En seulement quelques décennies, l’espérance de vie mondiale a considérablement augmenté, passant de 47 ans en 1950 à 73 ans aujourd’hui. Ce progrès est dû à des avancées dans la médecine, l’amélioration des conditions de vie et la réduction de la pauvreté dans de nombreuses régions du monde. Cependant, une question complexe émerge alors que les citoyens des pays développés vivent désormais plus longtemps : prolonger la vie signifie-t-il réellement prolonger la qualité de vie, ou sommes-nous simplement en train de prolonger la souffrance avant la mort ?
Prolonger la vie ou prolonger la souffrance ?
Cette question délicate a été abordée par des chercheurs de l’Institut Karolinska, en Suède, qui ont mené des travaux analysant la manière dont les personnes âgées de 70 ans et plus meurent dans les pays développés.
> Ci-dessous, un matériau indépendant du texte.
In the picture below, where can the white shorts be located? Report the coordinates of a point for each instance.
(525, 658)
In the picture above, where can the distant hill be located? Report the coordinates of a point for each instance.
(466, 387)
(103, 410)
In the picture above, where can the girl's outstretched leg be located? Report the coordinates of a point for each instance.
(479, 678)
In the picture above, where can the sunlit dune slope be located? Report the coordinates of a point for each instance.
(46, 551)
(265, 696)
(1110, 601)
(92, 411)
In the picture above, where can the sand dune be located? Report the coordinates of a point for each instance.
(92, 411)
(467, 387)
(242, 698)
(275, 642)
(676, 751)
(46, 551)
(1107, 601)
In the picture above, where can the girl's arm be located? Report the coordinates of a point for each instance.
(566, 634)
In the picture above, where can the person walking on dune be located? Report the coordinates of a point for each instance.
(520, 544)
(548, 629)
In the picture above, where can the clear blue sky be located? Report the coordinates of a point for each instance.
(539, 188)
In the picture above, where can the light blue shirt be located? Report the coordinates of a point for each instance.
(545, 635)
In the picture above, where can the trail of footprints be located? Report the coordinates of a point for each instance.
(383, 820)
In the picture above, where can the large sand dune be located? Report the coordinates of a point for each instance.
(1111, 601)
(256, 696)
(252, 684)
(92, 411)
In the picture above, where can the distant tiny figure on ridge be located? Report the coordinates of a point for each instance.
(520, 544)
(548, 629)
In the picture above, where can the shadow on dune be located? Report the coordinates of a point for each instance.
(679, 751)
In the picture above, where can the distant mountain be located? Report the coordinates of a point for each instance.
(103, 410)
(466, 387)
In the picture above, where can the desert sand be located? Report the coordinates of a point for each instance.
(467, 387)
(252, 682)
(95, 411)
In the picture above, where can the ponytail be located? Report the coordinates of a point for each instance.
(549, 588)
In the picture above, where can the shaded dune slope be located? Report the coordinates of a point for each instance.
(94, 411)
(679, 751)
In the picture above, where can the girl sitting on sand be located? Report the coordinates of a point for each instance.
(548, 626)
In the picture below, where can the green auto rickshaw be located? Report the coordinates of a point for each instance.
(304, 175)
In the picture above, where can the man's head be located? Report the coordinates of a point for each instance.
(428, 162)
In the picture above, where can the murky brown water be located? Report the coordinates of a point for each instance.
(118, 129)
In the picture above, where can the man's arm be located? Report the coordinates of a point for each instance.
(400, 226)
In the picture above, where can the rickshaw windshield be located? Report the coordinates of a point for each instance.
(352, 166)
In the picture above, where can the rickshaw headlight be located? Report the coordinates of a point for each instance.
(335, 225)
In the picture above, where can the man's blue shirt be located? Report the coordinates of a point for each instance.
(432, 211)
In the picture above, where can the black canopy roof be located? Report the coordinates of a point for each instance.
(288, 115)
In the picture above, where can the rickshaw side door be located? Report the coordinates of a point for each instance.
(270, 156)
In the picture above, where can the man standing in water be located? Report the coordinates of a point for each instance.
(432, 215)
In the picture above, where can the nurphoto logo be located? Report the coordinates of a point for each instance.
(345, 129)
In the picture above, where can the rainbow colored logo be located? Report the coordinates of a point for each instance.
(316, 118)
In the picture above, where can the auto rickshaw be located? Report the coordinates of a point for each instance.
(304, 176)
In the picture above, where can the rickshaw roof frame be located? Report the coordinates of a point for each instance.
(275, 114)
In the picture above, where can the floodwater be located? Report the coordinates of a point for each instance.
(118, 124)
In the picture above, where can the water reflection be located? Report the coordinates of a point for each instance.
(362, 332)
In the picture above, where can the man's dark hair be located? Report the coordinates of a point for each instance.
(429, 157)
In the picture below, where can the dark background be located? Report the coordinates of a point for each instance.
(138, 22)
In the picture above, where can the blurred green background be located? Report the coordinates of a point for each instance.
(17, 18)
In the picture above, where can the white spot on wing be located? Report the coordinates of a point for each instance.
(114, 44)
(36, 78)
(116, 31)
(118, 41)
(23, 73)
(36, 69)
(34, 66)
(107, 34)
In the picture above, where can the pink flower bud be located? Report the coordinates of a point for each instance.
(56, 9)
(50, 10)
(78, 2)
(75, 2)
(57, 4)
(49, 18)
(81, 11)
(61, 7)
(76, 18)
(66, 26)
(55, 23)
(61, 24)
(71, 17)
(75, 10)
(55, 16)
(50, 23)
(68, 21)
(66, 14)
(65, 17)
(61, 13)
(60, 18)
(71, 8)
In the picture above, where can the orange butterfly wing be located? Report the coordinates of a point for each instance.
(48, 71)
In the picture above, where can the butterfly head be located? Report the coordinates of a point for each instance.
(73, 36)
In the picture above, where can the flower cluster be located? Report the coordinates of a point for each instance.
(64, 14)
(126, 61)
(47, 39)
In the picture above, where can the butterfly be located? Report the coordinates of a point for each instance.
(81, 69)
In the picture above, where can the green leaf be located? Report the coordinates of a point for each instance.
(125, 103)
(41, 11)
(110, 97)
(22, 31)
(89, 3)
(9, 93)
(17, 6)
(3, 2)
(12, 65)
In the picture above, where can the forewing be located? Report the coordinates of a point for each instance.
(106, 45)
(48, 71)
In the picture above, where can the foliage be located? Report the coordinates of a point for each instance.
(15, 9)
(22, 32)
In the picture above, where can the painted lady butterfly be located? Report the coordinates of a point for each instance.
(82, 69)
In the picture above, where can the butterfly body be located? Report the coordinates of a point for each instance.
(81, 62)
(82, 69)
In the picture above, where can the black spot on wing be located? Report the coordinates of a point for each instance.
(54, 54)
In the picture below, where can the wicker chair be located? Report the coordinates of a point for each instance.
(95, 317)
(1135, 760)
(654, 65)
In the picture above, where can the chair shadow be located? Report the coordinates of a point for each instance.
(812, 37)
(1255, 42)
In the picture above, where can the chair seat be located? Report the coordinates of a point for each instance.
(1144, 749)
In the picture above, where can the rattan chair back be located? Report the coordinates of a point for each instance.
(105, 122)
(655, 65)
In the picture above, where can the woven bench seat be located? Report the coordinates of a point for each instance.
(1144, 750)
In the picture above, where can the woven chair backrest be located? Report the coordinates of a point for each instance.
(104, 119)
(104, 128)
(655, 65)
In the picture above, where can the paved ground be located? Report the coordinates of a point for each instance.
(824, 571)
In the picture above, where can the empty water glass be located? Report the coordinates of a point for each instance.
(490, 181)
Publiée dans l’American Journal of Public Health, leur étude s’est concentrée sur les 12 derniers mois de vie de ces personnes. Leur objectif était de comprendre si la fin de vie des aînés était rapide et brutale ou, au contraire, prolongée et marquée par des soins médicaux lourds.
Les résultats sont frappants. Deux tiers des décès observés ont été marqués par un recours massif aux soins de santé dans la dernière année de vie, avec des hospitalisations fréquentes dans des établissements spécialisés, souvent dans des états de dépendance. Ces traitements médicaux, bien que parfois nécessaires, visent généralement à prolonger la vie plutôt qu’à améliorer la qualité de celle-ci. Bien que certaines interventions soient vitales, dans de nombreux cas, elles entraînent plus de souffrances que de bénéfices à long terme.
Les chercheurs soulignent que ces morts ne correspondent pas à ce qu’ils appellent une « bonne mort » : celle qui permet de mourir avec dignité, sans souffrance prolongée, dans un environnement choisi.
L’écart entre l’espérance de vie et l’espérance de vie en bonne santé
Cette observation s’inscrit dans un phénomène inquiétant qui se creuse avec l’allongement de la durée de vie : l’écart entre l’espérance de vie et l’espérance de vie en bonne santé. En d’autres termes, bien que l’espérance de vie augmente, beaucoup de gens passent une grande partie de leurs dernières années en mauvaise santé, souvent en vivant avec des maladies chroniques ou des handicaps.
Aux États-Unis, cet écart est estimé entre 10 et 15 ans, selon les Centers for Disease Control and Prevention (CDC). Autrement dit, de nombreuses personnes vivent une dizaine d’années de plus, mais dans un état de santé dégradée. En effet, bien que l’espérance de vie globale continue de croître, celle en bonne santé (la durée de vie sans incapacité) n’a pas suivi cette même progression. Ce phénomène touche également d’autres pays développés, comme en Europe et en Amérique du Nord, où de nombreuses personnes vieillissent avec des conditions de santé moins optimales.
Cela soulève des questions cruciales sur la qualité de la vieillesse avant la mort dans un monde où l’on vit plus longtemps. Si l’espérance de vie augmente, il devient essentiel de prolonger non seulement la durée de vie, mais aussi les années de santé.

Prévenir plutôt que guérir
L’étude suédoise nous invite à repenser notre approche du vieillissement en santé. Plutôt que de prolonger la souffrance de manière inefficace, il est essentiel de prévenir les maladies invalidantes dès le plus jeune âge. Manger sainement, faire de l’exercice régulièrement, ne pas fumer, limiter la consommation d’alcool et maintenir des liens sociaux sont des habitudes qui favorisent une meilleure qualité de vie à long terme.